タスカルカードの特色は、作業工程を細分化してイラスト付きのカードにし、当日の予定を利用者自らが設定する(カードをタテ列に並べていく)ところにある。作業内容や順番はその日によってまったく異なるため、以前は1つの仕事を終えるたびに「次は、何をすればいいですか?」と何度も尋ねてくる人が多かった。余裕がある時ならともかく、バタバタしていると職員もついイライラし、「さっき、説明しましたよね?」と反応してしまう。すると利用者は気落ちして、仕事への意欲も落ちてしまう……そんな悪循環だったのだ。
タスカルカードの導入後、職場の雰囲気は明らかに改善したという。カードに従って自ら次の仕事に向かっていく彼らの姿は、自信に満ちている。職員も細かい指示をする必要がなくなったので余裕が生まれ、対応が優しくなった。「できないことを叱る」のではなく、「できたことを褒める」支援に特化するため、雰囲気が明るくなり、生産効率も大幅に向上したのである。
◎モチベーションを引き出すさまざまな工夫
このような職場改善を、積極的に導入する施設も全国には数多い。ダイレクトメールの発送代行を行うワークセンターフレンズ星崎では、「封入→封緘→宛名貼り」といった工程を分解し、複数の利用者が関われるように工夫している。これは、重度障害のある人にも作業参加を促す配慮でもある。しかしそれ以上に重要なのが、分担すると作業スピードが格段に上がることだ。下手すると1人で全工程を行う職員よりも早いこともある。利用者の特性を見極め、もっとも得意な工程に専念してもらうと、まるで職人のような能力が発揮されていく。

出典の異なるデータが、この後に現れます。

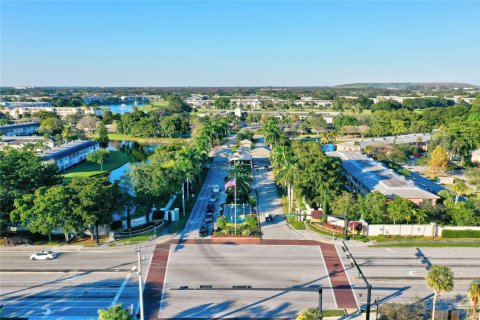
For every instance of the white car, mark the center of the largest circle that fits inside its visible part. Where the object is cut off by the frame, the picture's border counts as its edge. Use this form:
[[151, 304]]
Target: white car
[[43, 255]]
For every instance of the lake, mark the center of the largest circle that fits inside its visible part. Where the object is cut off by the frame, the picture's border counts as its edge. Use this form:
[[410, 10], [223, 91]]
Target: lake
[[121, 108], [135, 152]]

ビーアンビシャスという施設で取り入れているアンバサダー制度も、非常にユニークである。毎年利用者の中から立候補者を募り、当選した人が施設見学に訪れるお客さんの先導役に選ばれるのだ。ステキなグリーンジャケットを着て颯爽と施設内を案内していく利用者の顔は、きりっと引き締まっている。「あんな仕事を自分もしてみたい」──みんながそう憧れるから、毎年のアンバサダー選挙は大いに盛り上がる。激戦を勝ち抜いて当選した人は、アンバサダーとしての責任から普段の仕事においても格段の成長を遂げるそうだ。
◎自主性を育てると、作業効率が向上する
今回紹介した3つの事例は、働く人の自主性を育てることの大切さを教えてくれる。仕事の醍醐味というのは、そもそもやるべきことを自ら考える中にある。指示を待つだけでは、いつまでたってもやり甲斐など感じられるわけがない。利用者たちが活き活きと動き出せば、職場の雰囲気が明るくなり、仕事も出来るようになる──こんな正のスパイラルが生まれていくはずなのだ。もちろんこれは、障害者就労の現場に限った話ではないのだけれども……。